Senator Wants Feds to Help North Dakota Corn Growers

North Dakota corn farmers are having a tough time getting their crop in the ground because of a wet spring, and U.S. Sen. Heidi Heitkamp is asking the federal government to help them out.

The Democratic senator is calling on the U.S. Department of Agriculture to delay the May 25th crop insurance corn planting deadline that is in place for most North Dakota counties. After that date, farmers will see reduced crop insurance coverage because their crops will be deemed more susceptible to summer heat or fall frost.
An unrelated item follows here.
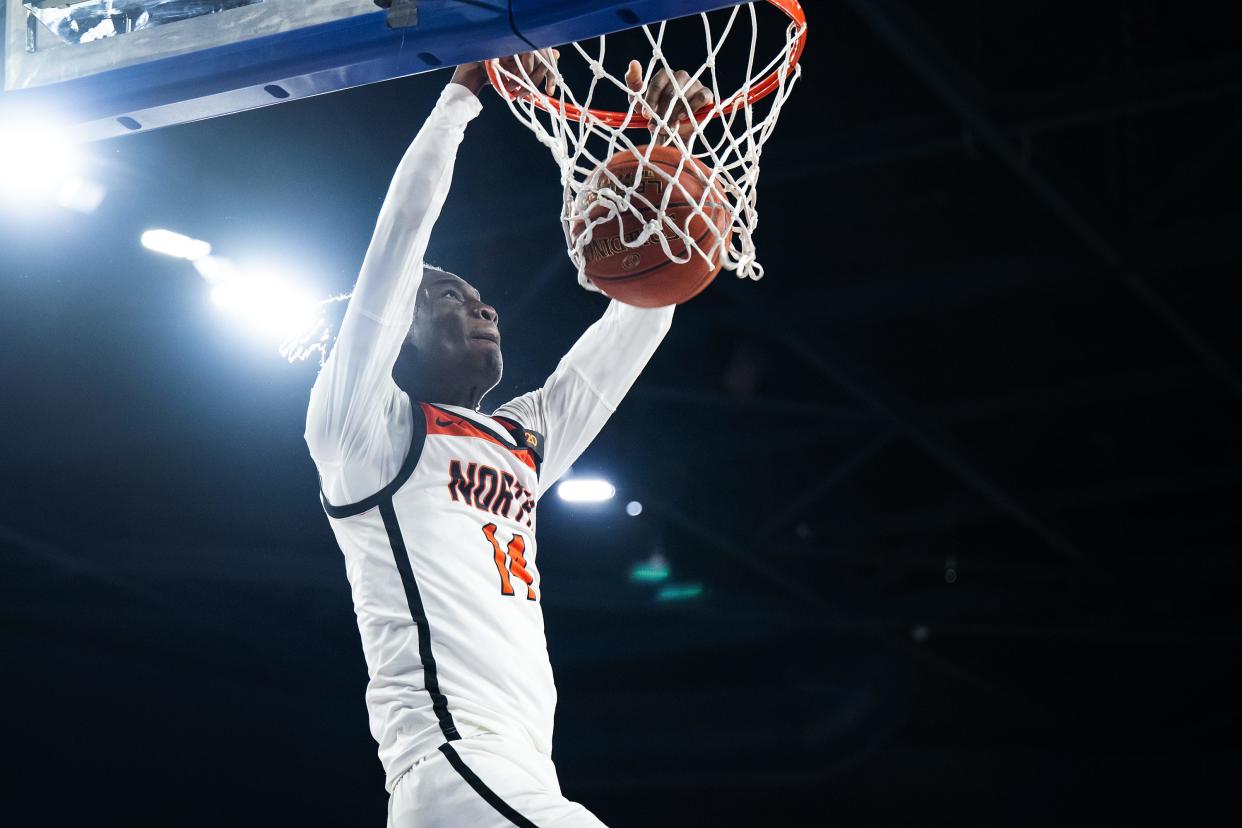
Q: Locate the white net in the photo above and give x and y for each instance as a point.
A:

Their only other option would be to not seed a crop and take a “prevented planting” insurance payment, which farmers say are much less than what they could make growing and selling a crop.
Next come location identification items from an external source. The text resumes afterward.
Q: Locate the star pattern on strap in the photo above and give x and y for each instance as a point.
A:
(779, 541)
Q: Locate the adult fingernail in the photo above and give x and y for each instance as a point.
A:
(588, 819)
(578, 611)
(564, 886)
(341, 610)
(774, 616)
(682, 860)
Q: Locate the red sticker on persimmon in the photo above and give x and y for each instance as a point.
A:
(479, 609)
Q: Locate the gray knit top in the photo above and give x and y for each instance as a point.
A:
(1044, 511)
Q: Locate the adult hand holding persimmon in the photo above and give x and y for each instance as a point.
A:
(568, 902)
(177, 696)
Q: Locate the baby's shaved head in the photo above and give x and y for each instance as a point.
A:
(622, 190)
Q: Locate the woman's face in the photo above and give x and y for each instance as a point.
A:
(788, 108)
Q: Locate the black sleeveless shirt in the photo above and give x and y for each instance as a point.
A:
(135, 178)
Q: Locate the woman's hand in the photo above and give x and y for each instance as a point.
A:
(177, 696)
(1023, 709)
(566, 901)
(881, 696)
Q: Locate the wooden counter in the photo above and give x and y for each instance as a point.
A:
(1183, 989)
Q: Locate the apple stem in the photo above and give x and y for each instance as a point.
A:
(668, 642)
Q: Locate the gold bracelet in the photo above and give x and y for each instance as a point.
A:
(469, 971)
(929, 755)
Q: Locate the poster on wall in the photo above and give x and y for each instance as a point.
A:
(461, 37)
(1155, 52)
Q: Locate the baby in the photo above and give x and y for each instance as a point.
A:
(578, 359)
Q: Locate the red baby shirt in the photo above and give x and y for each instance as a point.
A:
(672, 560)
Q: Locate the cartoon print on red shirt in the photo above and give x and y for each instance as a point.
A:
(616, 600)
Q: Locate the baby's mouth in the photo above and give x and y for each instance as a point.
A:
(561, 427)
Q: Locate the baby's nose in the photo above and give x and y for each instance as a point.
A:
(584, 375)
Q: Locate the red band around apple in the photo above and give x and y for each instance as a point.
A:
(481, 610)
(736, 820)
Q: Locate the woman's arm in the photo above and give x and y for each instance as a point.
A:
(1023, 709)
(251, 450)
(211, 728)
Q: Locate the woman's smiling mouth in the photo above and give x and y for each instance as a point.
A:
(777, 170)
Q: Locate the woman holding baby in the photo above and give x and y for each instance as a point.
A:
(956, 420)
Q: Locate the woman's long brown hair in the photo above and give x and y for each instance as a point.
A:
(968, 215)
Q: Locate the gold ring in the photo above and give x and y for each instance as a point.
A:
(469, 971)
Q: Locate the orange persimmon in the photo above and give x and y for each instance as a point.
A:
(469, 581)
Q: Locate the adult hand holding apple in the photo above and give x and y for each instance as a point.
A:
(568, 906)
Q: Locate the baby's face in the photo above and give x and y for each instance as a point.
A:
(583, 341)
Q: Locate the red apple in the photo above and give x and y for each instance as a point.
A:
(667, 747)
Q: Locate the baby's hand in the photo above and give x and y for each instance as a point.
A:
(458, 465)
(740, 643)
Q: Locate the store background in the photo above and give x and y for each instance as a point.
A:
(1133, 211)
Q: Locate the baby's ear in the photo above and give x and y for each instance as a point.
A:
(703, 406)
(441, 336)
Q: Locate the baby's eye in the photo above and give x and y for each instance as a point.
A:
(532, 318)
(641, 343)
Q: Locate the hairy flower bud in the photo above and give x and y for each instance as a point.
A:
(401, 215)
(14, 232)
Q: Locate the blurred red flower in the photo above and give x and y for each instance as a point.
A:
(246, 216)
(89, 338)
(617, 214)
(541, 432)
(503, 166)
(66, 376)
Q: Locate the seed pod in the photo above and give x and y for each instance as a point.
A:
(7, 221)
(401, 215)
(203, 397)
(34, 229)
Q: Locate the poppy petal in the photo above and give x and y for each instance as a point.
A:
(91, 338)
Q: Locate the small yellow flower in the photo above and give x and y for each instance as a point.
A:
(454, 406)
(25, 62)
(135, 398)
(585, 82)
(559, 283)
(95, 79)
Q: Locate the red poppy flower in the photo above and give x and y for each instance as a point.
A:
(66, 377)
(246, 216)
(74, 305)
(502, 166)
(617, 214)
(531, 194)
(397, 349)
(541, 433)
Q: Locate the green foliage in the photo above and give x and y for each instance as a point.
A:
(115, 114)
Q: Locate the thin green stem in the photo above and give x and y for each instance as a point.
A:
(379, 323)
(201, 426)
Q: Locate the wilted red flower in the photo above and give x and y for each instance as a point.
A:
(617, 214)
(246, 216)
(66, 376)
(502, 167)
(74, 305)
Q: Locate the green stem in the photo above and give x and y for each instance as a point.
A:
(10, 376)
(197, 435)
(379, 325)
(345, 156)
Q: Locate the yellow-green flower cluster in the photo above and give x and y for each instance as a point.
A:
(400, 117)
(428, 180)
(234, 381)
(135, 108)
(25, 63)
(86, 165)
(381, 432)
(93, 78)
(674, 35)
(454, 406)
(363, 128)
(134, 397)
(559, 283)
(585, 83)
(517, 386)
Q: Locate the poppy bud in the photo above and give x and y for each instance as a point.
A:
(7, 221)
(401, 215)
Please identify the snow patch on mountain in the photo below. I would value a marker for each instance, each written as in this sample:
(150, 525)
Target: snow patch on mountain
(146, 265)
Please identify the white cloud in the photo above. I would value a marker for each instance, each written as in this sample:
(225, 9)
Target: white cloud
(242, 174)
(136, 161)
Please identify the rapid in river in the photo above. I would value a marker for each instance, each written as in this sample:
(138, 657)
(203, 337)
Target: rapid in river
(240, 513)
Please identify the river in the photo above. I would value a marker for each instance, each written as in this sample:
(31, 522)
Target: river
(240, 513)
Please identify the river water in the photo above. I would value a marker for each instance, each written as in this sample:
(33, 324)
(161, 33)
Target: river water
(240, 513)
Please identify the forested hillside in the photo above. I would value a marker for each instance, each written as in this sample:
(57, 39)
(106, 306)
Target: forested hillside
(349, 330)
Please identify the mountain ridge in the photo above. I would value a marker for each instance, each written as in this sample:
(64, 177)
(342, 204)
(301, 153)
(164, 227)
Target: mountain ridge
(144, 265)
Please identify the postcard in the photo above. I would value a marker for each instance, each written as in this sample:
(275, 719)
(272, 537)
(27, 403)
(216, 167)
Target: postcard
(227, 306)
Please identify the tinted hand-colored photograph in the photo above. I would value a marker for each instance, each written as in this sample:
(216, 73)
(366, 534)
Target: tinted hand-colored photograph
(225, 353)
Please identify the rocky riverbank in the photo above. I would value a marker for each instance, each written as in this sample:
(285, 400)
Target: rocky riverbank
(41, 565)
“With an extension, we can provide our hardworking farmers with some more time to make their very consequential decisions, and potentially save USDA money with less of them using the prevented plant claims in the crop insurance program,” Heitkamp said in a statement. “I have spent a lot of time discussing this issue with our producers, and am confident it is in all of our best interests to push this deadline back.”

A spokesman for USDA’s Risk Management Agency, which oversees the crop insurance program, did not immediately respond to an Associated Press request for comment Tuesday.

agricultureLess than one-fifth of North Dakota’s corn crop is in the ground, according to the latest figures released Monday by the National Agricultural Statistics Service. Normally at this time of year, more than half of the crop is seeded.

“It’s really a mess here,” said Andrew Braaten, who has been farming near the southeastern town of Barney since 1989. “I’ve never been in this situation.”

Normally he would have all of his corn seeded, but as of Tuesday had none in the ground, Braaten said.

Braaten farms in one of four southeastern North Dakota counties in which the planting deadline is May 31st. It is May 25th in the other 49 counties.